OK, now he wasn’t interested in just poker. Desire inched stealthily through his bloodstream and Jackson made a speedy evaluation of her clothes (of which there weren’t many) and his own (similar). He liked his chances. “Strip poker would be more fun . . .”
“Obviously.”
“It’s your call.”
“Hmmm.” Leah made a show of thinking about it. He was almost certain she wasn’t wearing a bra. There was suddenly a lot less room in his shorts. “Alright. I’m game if you are.”

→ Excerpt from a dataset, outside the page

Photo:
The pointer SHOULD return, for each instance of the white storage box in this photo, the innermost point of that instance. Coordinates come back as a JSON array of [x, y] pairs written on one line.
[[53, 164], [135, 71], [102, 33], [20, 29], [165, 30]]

Jackson dealt the cards and shot her a deliberately wolfish smile. “You better hope you brought your A-game, Raven. I’m not taking any prisoners.”
Leah chewed her lip, folding protective arms around her body. “Maybe we should play euchre instead?”
This was going to be fun. “Too late. You’ve gotten your hand—do your worst.”
Forty minutes later, he was sitting in his boxers, with Leah’s flush—the two, five, nine, jack, and king of diamonds—laid out jauntily in front of him.
Damn that he’d ever trusted her innocent expression.
She lounged beside him, still wearing every single item of her clothing.
Jackson chucked his pair of sevens on to the table.
Forearms braced on his thighs, hanging his head with a wince.
Leah squinted over the top of her glasses, waggling a finger toward his hips. “Get ’em off, Jax.”
He’d unleashed a monster.
Jackson raised himself slowly to his feet. She ran hungry eyes over the planes of his chest, the mischief falling from her face, and he stood taller. Knowing she wanted him, seeing the effect his body had on her, he looped his thumbs into the waistband of his boxers slowly. Leah’s lips parted.
“Never let it be said I don’t pay my dues.”
Grateful for the blinds they’d dropped at each of the windows, he pushed the shorts down his thighs and let them fall to the floor.